Express g(f(x)) and f(g(x)), if they exist, as sets of ordered pairs.
f= {(3,8),(2,5),(4,-5),(9,3)}
g= {(9,2),(-5,3),(5,9),(8,10),(1,9)}
g(f(x)) = {g(8),g(5),g(-5),g(3)}
= {10,9,3}
g(3) is undefined
To express g(f(x)) and f(g(x)) as sets of ordered pairs, we need to perform the compositions of the two functions.
To find g(f(x)), we need to evaluate f(x) first and then use the output as the input for g(x).

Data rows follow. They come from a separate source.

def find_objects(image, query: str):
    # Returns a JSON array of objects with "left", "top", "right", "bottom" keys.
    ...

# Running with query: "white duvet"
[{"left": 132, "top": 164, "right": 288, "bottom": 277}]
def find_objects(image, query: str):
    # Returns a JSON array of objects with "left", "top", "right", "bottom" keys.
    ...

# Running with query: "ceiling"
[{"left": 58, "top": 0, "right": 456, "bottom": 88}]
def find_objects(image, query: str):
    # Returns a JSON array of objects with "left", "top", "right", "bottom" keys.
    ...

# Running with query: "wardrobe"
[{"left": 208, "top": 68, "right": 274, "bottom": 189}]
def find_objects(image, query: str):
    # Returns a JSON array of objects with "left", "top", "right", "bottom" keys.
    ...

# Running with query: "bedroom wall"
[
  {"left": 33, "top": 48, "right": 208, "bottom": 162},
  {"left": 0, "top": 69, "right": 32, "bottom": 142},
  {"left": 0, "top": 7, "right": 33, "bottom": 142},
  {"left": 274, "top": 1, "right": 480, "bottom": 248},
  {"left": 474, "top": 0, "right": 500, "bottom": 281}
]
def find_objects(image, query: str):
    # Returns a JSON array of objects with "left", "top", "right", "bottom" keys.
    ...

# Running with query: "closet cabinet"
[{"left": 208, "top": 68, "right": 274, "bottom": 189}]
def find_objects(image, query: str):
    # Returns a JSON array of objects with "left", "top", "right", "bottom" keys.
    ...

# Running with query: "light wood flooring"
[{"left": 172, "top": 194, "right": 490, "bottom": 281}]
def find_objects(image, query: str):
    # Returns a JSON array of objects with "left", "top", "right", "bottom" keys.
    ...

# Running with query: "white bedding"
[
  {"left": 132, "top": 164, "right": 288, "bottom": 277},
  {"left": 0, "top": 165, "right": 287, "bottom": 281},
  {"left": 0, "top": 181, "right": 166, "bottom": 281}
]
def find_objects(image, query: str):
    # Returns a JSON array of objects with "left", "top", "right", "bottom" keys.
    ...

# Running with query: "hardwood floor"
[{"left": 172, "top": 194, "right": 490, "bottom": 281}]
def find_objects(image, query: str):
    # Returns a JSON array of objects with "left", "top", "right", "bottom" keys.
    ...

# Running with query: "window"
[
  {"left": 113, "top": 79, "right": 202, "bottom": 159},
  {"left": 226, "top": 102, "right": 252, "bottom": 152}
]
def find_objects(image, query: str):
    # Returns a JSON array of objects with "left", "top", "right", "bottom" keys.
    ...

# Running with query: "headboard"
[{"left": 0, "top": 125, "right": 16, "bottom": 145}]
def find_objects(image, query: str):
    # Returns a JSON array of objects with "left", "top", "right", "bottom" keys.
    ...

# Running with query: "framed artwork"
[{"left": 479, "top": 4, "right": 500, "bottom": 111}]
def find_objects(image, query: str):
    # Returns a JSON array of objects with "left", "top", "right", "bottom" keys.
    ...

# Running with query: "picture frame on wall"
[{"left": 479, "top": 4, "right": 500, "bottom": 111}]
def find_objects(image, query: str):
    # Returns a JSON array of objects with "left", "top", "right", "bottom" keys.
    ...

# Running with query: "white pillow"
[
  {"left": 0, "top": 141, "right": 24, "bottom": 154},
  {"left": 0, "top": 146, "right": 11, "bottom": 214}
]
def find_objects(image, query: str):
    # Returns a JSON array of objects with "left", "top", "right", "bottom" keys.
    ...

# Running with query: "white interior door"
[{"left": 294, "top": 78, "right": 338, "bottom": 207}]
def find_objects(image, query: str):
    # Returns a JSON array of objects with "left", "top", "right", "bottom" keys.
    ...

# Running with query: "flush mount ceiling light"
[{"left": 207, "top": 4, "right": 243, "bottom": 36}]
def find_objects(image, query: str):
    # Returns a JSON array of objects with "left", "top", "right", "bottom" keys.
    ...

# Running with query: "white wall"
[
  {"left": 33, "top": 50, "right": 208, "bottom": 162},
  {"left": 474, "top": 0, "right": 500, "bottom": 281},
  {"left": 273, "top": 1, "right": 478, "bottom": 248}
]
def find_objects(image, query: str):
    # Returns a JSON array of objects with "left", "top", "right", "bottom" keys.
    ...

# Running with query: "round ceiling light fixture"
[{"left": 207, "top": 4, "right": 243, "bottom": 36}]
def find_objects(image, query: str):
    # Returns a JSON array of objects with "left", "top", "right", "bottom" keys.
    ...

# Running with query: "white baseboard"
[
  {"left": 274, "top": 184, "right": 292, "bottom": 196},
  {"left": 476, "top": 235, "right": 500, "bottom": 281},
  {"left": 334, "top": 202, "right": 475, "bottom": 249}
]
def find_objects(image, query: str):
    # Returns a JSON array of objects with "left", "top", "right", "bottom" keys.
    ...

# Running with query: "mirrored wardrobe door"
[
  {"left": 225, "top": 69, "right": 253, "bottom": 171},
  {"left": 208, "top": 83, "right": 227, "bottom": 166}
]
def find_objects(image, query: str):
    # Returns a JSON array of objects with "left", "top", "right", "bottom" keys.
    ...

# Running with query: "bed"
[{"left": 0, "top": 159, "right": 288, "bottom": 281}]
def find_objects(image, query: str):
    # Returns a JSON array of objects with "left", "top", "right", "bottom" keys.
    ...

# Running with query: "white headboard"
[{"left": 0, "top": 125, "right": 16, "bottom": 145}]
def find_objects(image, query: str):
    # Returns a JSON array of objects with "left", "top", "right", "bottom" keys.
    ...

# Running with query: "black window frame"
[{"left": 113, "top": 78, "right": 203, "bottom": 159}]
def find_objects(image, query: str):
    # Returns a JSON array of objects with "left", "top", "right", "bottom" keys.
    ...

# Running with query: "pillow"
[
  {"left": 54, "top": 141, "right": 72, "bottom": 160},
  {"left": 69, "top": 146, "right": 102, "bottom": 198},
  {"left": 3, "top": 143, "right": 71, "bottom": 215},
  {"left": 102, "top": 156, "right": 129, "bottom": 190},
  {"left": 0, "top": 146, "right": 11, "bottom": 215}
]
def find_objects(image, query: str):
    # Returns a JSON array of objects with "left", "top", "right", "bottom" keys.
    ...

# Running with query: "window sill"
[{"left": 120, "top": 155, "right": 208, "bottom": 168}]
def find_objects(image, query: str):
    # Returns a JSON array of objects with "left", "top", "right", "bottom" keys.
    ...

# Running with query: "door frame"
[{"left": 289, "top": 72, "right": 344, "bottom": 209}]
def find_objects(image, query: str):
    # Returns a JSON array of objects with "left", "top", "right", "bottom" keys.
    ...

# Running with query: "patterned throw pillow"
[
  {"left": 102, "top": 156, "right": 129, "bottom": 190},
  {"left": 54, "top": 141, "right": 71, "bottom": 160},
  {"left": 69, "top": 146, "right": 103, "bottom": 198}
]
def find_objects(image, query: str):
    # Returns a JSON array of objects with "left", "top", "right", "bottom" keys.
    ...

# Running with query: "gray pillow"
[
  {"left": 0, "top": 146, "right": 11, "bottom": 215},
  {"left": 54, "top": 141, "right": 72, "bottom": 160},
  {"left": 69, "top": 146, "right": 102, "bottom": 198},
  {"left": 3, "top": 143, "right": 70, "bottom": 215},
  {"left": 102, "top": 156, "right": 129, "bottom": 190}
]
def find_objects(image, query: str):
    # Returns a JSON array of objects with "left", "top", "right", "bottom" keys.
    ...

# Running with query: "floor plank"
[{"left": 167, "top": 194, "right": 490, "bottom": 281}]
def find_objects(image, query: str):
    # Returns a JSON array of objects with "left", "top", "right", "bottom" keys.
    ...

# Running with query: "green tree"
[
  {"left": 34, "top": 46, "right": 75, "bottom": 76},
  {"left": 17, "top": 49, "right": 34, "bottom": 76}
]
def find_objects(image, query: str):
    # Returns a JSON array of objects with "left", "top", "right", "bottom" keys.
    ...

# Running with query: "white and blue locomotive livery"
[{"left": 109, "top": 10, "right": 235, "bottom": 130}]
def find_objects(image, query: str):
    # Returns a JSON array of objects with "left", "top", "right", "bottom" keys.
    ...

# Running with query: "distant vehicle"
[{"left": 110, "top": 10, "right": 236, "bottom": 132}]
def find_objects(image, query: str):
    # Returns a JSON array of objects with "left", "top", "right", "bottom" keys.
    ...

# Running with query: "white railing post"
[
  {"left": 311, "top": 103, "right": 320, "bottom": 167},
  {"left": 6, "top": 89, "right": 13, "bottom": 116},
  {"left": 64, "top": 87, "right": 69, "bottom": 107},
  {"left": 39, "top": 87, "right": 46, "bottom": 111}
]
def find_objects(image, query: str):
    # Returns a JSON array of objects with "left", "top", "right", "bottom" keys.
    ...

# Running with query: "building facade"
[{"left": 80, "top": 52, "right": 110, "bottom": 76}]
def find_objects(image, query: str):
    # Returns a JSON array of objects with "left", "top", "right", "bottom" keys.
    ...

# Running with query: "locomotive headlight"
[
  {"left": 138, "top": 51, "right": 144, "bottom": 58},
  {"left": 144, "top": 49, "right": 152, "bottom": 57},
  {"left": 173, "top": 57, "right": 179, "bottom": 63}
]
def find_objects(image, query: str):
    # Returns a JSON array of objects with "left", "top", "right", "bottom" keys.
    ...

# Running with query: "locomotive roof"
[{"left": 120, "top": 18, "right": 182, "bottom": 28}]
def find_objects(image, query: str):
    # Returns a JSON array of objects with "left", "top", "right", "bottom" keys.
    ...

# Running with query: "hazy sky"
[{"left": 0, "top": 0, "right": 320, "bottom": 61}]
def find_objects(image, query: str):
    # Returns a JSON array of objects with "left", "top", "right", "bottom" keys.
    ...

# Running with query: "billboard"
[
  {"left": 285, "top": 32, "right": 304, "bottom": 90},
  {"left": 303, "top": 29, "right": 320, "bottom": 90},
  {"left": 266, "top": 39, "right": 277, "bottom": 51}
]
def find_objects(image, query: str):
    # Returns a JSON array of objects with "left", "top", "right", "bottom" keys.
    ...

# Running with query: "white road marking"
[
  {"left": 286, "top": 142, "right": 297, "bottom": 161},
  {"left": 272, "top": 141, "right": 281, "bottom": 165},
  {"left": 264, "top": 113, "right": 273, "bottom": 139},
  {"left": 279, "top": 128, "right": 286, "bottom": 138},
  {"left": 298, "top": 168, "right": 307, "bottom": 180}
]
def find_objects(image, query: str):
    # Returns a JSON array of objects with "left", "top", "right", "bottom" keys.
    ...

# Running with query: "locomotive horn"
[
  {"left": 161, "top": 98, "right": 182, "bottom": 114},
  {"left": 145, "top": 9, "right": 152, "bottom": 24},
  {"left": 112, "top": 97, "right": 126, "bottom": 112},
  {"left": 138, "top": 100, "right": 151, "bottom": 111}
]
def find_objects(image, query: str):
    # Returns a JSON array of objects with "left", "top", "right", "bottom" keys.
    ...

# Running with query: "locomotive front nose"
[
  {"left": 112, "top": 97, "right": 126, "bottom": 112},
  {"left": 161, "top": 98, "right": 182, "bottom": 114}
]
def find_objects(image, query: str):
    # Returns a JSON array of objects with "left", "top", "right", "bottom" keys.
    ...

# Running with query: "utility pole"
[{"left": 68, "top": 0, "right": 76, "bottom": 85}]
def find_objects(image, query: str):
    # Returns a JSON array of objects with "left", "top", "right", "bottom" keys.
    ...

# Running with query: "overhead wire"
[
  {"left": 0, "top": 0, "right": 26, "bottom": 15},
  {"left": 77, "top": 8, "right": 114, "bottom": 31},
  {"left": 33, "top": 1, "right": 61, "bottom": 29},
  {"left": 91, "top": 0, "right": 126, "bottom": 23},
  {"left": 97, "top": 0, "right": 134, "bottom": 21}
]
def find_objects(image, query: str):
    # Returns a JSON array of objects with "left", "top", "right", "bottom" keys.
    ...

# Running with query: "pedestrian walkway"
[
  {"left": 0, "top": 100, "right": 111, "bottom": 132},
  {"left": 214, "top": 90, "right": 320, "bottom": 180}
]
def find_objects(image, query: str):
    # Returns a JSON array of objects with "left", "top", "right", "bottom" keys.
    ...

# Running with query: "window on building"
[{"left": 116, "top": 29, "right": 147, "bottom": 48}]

f(x) maps each input to its corresponding output in the function f:
f = {(3,8),(2,5),(4,-5),(9,3)}
Let's evaluate f(x) using some input values:
f(3) = 8
f(2) = 5
f(4) = -5
f(9) = 3
Now, we can use these outputs as inputs for g(x):
g = {(9,2),(-5,3),(5,9),(8,10),(1,9)}
g(8) = 10
g(5) = 9
g(-5) = 3
g(9) = 2
Now, we can express g(f(x)) as a set of ordered pairs:
g(f(x)) = {(3,10),(2,9),(4,3),(9,2)}
To find f(g(x)), we need to evaluate g(x) first and then use the output as the input for f(x).
g(x) maps each input to its corresponding output in the function g:
g = {(9,2),(-5,3),(5,9),(8,10),(1,9)}
Let's evaluate g(x) using some input values:
g(9) = 2
g(-5) = 3
g(5) = 9
g(8) = 10
Now, we can use these outputs as inputs for f(x):
f = {(3,8),(2,5),(4,-5),(9,3)}
f(2) = 5
f(3) = 8
f(9) = 3
f(10) = (Undefined)
It's important to note that f(10) does not have an output in the given function f. Thus, f(g(x)) cannot be defined as a set of ordered pairs.
To summarize:
g(f(x)) = {(3,10),(2,9),(4,3),(9,2)}
f(g(x)) is undefined as a set of ordered pairs.